Claudia Pfeil will be teaching six, hands on, stand up longarm classes that allow for two students per machine head:
Pimp My Quilt! on Monday 1012N and Saturday 6015N
Paisley Parade on Tuesday 2017N
Bubbles, Curves & Straight Lines – A Way to Modern Quilting on Wednesday 3016N 
Claudia’s (P)fantastic (P)freemotion Borders on Thursday 4015N
And on Friday 5016N Modern (P)freemotion Wholecloth
At Road to California 2017, several of the class instructors are coming from outside the United States and Claudia Pfeil is one of those teachers. Claudia is from Germany.
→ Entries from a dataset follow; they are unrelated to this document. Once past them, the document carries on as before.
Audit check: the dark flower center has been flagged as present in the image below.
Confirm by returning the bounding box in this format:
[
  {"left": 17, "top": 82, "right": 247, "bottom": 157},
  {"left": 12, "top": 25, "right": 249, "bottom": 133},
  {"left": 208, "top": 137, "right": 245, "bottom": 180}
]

She grew up in Hemer and has lived in Krefeld since 1985. A town with a population of 240,000 in the mid-west part of Germany, close to the border of Belgium and Netherlands, Krefeld is known as the “Town of Velvet and Silk” because of its history of silk weaving.
Growing up in a family of bankers, Claudia was the one who loved to draw and paint. She tried everything from pottery, silk painting, water color painting, and even making carpets out of knots. When she graduated from school, she moved to Dortmund and started an apprenticeship as a display designer in a warehouse. It was through that job that in 1985 she was first exposed to quilting by attending
Creativa –Europe’s leading exhibition for creative design.
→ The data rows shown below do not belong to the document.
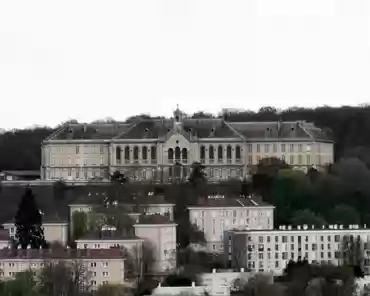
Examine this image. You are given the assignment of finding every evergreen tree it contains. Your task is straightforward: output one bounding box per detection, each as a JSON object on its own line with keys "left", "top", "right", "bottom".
{"left": 14, "top": 188, "right": 46, "bottom": 249}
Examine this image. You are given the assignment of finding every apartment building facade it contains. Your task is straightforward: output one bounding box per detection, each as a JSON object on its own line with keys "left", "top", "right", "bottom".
{"left": 3, "top": 220, "right": 69, "bottom": 246}
{"left": 225, "top": 224, "right": 370, "bottom": 275}
{"left": 133, "top": 215, "right": 177, "bottom": 273}
{"left": 188, "top": 195, "right": 274, "bottom": 253}
{"left": 0, "top": 248, "right": 126, "bottom": 289}
{"left": 41, "top": 107, "right": 333, "bottom": 182}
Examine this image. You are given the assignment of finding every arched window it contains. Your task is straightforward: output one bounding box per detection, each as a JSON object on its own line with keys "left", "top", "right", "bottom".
{"left": 200, "top": 146, "right": 205, "bottom": 161}
{"left": 236, "top": 145, "right": 241, "bottom": 160}
{"left": 209, "top": 145, "right": 214, "bottom": 160}
{"left": 133, "top": 146, "right": 139, "bottom": 161}
{"left": 151, "top": 146, "right": 157, "bottom": 161}
{"left": 218, "top": 145, "right": 223, "bottom": 161}
{"left": 168, "top": 148, "right": 174, "bottom": 162}
{"left": 124, "top": 146, "right": 130, "bottom": 161}
{"left": 182, "top": 148, "right": 188, "bottom": 162}
{"left": 116, "top": 146, "right": 121, "bottom": 163}
{"left": 142, "top": 146, "right": 148, "bottom": 160}
{"left": 175, "top": 147, "right": 181, "bottom": 161}
{"left": 227, "top": 145, "right": 232, "bottom": 159}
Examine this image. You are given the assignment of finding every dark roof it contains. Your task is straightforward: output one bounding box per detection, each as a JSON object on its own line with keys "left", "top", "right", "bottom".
{"left": 77, "top": 231, "right": 141, "bottom": 241}
{"left": 136, "top": 214, "right": 173, "bottom": 225}
{"left": 0, "top": 248, "right": 125, "bottom": 260}
{"left": 48, "top": 123, "right": 131, "bottom": 140}
{"left": 44, "top": 116, "right": 331, "bottom": 142}
{"left": 189, "top": 197, "right": 272, "bottom": 208}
The biggest sewing project Claudia has ever done was the first quilt she ever made. It was made without using any rotary cutters or rulers and the basic sewing machine she used could only secure the layers for hand quilting. She taught herself the tricks of making templates and seams. According to Claudia, “there was much ‘trial and error’.”
After the birth of her first son, Julian, in 1992, Claudia delved in to quilting. She found some fabric pieces she had stored away; 12 inch squares she had woven on a 16 shaft loom while attending university. She just knew they belonged in a quilt. Needing thread to put the quilt together, Claudia went to a local sewing shop and they introduced her to her first rotary cutter, mat and quilting ruler. With perseverance, Claudia set out to “learn by doing.” She recalls that those “experimental times gave her the courage to improvise. I was soooo happy and I got hooked.” Looking back, Claudia says, “I have to smile about my self-confidence without having any clue.”
Claudia has been a student of textile design, an independent textile designer, a patchwork quilting teacher, and a quilt shop owner. But she says her world changed completely in the spring of 2005 when she bought an APQS Longarm.
Having taught throughout the United States, Australia, and Europe, Road 2017 will be Claudia’s first time at the show. She says, “I am really happy and proud to be invited.” All of her classes are hands on, longarm quilting classes. Her goal is to set her students free to think out of the box. She hopes they will leave the classroom with a big smile on their face, happy and proud of themselves, and remember her tips when they go home to work on their projects.